Gelsenkirchen. .

Diesmal haben sie Marcelo Bordon eingeladen. Wieder so einen alten Haudegen. Einen, mit dem die Leute auf Schalke wohlig warme Erinnerungen verbinden, weil seine Berufsauffassung ihrem Ideal von ehrlicher Fußballarbeit nahekam. Im vergangenen Jahr war Jiri Nemec da, auch er wurde in die „Ehrenkabine“ gewählt, in die „Hall of fame“ von Schalke 04.

Solche emotionalen Momente liebt dieser Verein, und am Sonntag braucht er sie besonders. Ab 11.30 Uhr steht in der Emscher-Lippe-Halle die Jahreshauptversammlung an, nach einer Saison voller Turbulenzen gehört nicht viel Phantasie dazu, eine Veranstaltung in aufgewühlter Atmosphäre zu prophezeien. Da könnte ein Gast wie Marcelo Bordon, der zum Jahresbeginn seine Karriere beendete, durchaus beruhigend wirken. Natürlich werden die Mitglieder den vom Vorstand vorgeschlagenen brasilianischen Abwehrrecken wählen, genau wie posthum die Kreisel-Legende Ötte Tibulsky. Und sie werden auch wieder singen, inbrünstig. Tausend Freunde, die zusammensteh’n.

Altlasten durch Magath's Einkaufspolitik

Dann, erst dann, wird auch Clemens Tönnies zufrieden sein. Der Aufsichtsrats-Vorsitzende weiß, dass vieles schiefgelaufen ist in der vergangenen Saison, trotz des Pokalsieges, trotz der Halbfinal-Teilnahme in der Champions League. Vor allem in der Zeit, als der eigenmächtige Manager und Trainer Felix Magath entlassen wurde, gab sich Schalke in der Außendarstellung kaum charmanter als ein Schrottplatz. Magath, der vermeintliche Titelgarant, hatte Schalke gespalten.

„Es gab tiefe Risse in unserem Verein“, bilanziert Tönnies, der „daraus lernen“ will: „Wir wollen wieder ein einiges Schalke werden.“ Auf dem holprigen Weg wird Stein um Stein weggeräumt, bevor das Pflaster geglättet werden kann. Magath hat durch seine waghalsige Einkaufspolitik einen Berg von Altlasten hinterlassen, den Manager Horst Heldt und Trainer Ralf Rangnick abtragen müssen. „Ob der nötige Umbau bereits in einer Transferperiode stattfinden kann, das kann ich nicht sagen“, erklärt Rangnick.

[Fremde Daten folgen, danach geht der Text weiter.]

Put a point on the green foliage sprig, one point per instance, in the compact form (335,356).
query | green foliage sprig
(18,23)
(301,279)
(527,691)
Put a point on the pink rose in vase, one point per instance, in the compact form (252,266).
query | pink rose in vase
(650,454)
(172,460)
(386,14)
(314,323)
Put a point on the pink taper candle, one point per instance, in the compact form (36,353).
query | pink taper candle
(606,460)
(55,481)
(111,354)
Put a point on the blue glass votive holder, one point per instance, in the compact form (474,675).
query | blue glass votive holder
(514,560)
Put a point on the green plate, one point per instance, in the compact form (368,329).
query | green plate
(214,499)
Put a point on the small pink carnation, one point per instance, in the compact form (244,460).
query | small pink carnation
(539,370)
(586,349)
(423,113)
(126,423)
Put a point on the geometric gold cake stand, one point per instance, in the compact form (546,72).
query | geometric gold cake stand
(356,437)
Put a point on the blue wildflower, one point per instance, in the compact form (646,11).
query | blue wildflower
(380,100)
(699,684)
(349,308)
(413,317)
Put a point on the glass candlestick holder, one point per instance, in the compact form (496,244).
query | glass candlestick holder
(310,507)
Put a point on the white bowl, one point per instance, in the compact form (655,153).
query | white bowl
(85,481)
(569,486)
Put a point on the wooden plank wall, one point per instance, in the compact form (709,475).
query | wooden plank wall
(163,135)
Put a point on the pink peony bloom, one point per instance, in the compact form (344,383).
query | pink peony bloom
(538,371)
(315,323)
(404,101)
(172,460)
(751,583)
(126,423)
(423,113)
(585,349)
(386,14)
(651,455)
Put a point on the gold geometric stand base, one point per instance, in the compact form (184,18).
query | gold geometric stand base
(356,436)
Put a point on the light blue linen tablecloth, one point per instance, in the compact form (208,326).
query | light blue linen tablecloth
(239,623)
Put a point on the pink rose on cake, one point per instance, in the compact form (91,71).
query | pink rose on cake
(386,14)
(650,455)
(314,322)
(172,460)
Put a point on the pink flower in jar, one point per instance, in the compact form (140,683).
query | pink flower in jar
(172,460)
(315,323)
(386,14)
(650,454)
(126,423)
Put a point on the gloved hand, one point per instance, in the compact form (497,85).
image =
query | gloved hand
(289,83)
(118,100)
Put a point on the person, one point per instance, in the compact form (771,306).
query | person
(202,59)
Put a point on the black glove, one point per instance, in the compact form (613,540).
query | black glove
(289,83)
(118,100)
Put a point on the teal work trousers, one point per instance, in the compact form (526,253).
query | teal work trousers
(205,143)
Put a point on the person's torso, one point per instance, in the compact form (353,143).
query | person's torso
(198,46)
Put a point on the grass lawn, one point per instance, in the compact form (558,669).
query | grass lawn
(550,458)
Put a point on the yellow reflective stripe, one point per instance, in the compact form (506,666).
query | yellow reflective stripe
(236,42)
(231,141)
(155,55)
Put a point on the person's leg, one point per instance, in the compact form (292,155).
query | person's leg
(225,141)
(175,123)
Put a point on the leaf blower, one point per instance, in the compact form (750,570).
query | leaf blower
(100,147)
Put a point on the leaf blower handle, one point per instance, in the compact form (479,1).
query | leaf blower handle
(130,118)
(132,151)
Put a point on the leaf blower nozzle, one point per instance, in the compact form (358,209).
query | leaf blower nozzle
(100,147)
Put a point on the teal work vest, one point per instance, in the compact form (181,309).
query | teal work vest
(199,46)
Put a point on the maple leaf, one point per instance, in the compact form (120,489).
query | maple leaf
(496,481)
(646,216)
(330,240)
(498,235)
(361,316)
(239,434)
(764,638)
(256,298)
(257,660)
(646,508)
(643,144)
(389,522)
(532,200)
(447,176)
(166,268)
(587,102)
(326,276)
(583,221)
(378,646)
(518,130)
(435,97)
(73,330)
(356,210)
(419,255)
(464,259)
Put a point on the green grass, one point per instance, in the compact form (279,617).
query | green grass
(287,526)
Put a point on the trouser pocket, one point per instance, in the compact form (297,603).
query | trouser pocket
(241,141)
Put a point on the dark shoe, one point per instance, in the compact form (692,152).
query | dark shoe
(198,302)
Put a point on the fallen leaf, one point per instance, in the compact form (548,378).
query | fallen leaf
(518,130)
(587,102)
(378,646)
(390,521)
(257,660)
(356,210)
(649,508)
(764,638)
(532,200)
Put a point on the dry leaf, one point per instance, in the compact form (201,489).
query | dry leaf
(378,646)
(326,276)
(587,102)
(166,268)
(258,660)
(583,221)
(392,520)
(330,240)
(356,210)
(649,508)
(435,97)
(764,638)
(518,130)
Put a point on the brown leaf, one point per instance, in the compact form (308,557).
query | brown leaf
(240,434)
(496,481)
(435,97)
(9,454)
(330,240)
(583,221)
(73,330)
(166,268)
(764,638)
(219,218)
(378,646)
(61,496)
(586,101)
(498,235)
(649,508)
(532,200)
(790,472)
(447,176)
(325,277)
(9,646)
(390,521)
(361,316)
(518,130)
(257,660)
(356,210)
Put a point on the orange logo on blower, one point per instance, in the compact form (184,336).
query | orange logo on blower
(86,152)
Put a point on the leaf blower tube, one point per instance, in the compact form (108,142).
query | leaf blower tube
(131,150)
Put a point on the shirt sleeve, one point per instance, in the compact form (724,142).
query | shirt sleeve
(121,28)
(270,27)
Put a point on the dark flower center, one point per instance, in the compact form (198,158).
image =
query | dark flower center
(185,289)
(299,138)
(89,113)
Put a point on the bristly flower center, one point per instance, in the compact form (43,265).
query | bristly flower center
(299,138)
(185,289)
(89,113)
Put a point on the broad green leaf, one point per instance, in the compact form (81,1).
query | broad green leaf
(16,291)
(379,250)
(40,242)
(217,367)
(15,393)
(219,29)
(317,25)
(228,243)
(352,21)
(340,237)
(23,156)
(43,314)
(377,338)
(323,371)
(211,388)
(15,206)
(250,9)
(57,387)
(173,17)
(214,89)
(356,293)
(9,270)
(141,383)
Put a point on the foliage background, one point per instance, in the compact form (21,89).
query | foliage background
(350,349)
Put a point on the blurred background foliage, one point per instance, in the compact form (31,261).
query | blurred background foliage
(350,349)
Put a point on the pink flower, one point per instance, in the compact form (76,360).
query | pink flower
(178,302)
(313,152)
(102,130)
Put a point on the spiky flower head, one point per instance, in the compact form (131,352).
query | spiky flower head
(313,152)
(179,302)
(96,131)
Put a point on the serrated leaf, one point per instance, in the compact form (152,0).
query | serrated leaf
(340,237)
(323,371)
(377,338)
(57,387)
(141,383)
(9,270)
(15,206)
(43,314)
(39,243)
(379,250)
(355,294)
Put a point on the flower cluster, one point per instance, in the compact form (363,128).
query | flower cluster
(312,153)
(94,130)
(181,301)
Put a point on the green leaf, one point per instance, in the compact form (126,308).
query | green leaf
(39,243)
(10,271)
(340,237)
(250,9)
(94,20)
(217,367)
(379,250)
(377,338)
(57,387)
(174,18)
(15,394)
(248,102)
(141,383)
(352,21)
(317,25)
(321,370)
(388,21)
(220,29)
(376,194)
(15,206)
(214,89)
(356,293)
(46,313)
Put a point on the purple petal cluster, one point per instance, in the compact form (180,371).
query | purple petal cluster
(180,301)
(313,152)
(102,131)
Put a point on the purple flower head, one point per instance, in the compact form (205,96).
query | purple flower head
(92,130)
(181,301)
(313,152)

Schalke müsste prominente Spieler verkaufen

Heldt hat versucht, ein paar Tage Urlaub zu machen. Doch auf Sylt musste er feststellen, dass er lediglich seinen Ar­beitsplatz verlegt hatte. Die Handy-Mailbox war wiederholt verstopft, ununterbrochen puzzelt der Manager am Bild des neuen Schalke. Von den für Torwart Manuel Neuer eingenommenen 18 Millionen Euro Ablöse kann er aber nur zehn Millionen wieder investieren, der Rest fließt in die Schuldentilgung. Mehr darf Heldt nur ausgeben, wenn er weitere Spieler verkauft. Noch darf er hoffen, bei den Franzosen Nolan Roux (Stürmer aus Brest) und Etienne Capou (Abräumer aus Toulouse) mitbieten zu können. Den begehrten Christian Träsch aber muss er abschreiben: Magaths VfL Wolfsburg kann für den Nationalspieler die von Stuttgart verlangten zehn Millionen Euro hinblättern. Die Schalker müssten erst weitere Prominenz loswerden – doch wer gibt ihnen für Klaas-Jan Huntelaar oder Jose-Manuel Jurado auch nur annähernd 14 und 13 Millionen, die Magath vor einem Jahr für sie bezahlte?

Antwort auf die hitzige Torwartfrage wohl nächste Woche

Also wird zunächst mühevolle Kleinarbeit verrichtet. Spieler, deren Verträge ausliefen, kamen von der Gehaltsliste. Weitere dürfen bei akzeptablen Angeboten gehen. Am Freitag wurde Lukas Schmitz, der als Linksverteidiger auf Schalke keine Perspektive mehr sah, für eine Million Euro plus Erfolgszulage zu Werder Bremen transferiert.

Eine Personalie, die auf Anhieb für feurige Diskussionen sorgte, ist auf Eis gelegt worden. Wird doch noch Jens Lehmann als Konkurrent für den neuen Torwart Ralf Fährmann geholt? Und falls nicht – wer sonst? Dennis Eilhoff aus Bielefeld? Christian Gratzei aus Graz? Antworten soll es erst in der kommenden Woche geben. Damit vorher noch auf der Versammlung Einigkeit demonstriert werden kann.